Several features demonstrated at prostate biopsy were extensively examined as predictors of final pathologic stage (eg, greatest percentage of cancer in all core biopsy specimens, percentage of cancer-positive core specimens in all core biopsy specimens, and presence of PNI). Both Ravery et al (24) and Freedland et al (25) found percentage of cancer at core biopsy to be predictive of pathologic stage and risk of biochemical recurrence when they used multivariate analysis. Linson et al (26), however, found that only the percentage of cancer-positive core specimens was predictive of biochemical recurrence with multivariate analysis and therefore concluded that pursuing percentage of cancer in cancer-positive core specimens is an unnecessary and time-consuming task. In our study, with univariate analysis, both greatest percentage of cancer in all core biopsy specimens and percentage of cancer-positive core specimens in all core biopsy specimens were significant for the prediction of ECE (P < .001 for both values). When multivariate analysis was used, however, only greatest percentage of cancer in all core biopsy specimens remained a significant predictor (P < .001). This finding was not affected when results of endorectal MR imaging were integrated into the analysis.

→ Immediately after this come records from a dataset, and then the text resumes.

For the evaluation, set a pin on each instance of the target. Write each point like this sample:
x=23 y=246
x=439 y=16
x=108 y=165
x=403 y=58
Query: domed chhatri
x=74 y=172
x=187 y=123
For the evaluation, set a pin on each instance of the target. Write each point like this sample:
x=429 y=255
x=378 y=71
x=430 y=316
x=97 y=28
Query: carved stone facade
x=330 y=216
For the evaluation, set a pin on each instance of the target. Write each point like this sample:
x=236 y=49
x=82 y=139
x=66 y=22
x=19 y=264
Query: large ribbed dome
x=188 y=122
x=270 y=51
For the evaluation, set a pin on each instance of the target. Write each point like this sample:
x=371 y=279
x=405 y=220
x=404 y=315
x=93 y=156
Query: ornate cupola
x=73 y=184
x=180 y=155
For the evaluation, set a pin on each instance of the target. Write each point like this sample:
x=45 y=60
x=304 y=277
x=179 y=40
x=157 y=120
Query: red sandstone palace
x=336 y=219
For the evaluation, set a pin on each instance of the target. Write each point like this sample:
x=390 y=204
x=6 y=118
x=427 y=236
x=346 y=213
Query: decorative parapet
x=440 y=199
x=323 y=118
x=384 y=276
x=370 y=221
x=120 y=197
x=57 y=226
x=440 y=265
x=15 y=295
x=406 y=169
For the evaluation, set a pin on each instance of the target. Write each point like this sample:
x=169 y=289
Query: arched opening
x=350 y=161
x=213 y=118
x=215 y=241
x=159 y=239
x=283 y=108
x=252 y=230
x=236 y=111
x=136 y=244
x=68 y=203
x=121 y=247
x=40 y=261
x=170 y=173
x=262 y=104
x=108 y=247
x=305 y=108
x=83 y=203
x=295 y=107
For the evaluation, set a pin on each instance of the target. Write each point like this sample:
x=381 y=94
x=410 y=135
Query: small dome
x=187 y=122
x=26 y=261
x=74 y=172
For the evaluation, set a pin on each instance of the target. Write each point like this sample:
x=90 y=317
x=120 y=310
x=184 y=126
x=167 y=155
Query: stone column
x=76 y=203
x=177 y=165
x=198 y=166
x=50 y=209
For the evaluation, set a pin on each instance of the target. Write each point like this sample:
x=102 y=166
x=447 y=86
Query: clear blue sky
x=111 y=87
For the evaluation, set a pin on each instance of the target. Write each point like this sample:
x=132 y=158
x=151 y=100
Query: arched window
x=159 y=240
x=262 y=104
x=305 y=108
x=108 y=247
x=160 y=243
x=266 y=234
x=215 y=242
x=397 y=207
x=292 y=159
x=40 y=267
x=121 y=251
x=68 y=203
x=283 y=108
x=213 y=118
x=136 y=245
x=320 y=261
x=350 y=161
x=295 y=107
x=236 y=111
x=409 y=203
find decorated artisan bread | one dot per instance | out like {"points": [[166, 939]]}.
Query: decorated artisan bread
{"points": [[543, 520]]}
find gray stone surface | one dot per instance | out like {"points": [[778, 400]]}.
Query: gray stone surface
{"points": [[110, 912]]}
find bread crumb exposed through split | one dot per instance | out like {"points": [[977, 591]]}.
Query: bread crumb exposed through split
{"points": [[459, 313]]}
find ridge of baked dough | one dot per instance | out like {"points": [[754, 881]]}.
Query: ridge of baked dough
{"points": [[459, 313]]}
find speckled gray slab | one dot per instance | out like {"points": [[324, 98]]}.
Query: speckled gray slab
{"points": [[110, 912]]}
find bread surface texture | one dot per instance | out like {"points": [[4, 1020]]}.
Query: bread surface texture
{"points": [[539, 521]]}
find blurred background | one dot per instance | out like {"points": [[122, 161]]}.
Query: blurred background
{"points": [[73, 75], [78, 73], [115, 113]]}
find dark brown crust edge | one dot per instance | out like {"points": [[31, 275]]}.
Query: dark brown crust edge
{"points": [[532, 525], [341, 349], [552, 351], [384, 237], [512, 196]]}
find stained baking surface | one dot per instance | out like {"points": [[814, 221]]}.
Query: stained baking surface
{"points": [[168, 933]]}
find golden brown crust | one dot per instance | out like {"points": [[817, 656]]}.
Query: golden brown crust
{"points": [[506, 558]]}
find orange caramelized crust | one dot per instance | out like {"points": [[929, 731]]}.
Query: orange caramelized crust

Although there is controversy in regard to the value of PNI for the prediction of ECE, some urologists still use the finding of PNI in surgical planning (27). It has been suggested that the ipsilateral nerve bundle should be excised during radical prostatectomy when PNI is present (27,28). Investigators in several studies (20,29,30) address the utility of the finding of PNI in the prediction of ECE. Our results agree with the findings of Vargas et al (20) and of Egan and Bostwick (31) and show that the presence of PNI is a significant predictor of ECE with univariate analysis. In addition, progression of disease has also been examined.
In a regression analysis, Stone et al (32) found that the presence of PNI in a biopsy specimen correlated with lymph node metastasis at radical prostatectomy (P = .04). DAmico et al (33) and de la Taille et al (34) demonstrated that presence of PNI significantly correlates with PSA recurrence after radical prostatectomy. OMalley et al (35), however, were not able to show a significant difference in PSA recurrence when they compared patients with PNI and patients without it who were treated with radical prostatectomy (29,36). With our multivariate analysis, presence of PNI was not significant for the prediction of ECE (P = .987).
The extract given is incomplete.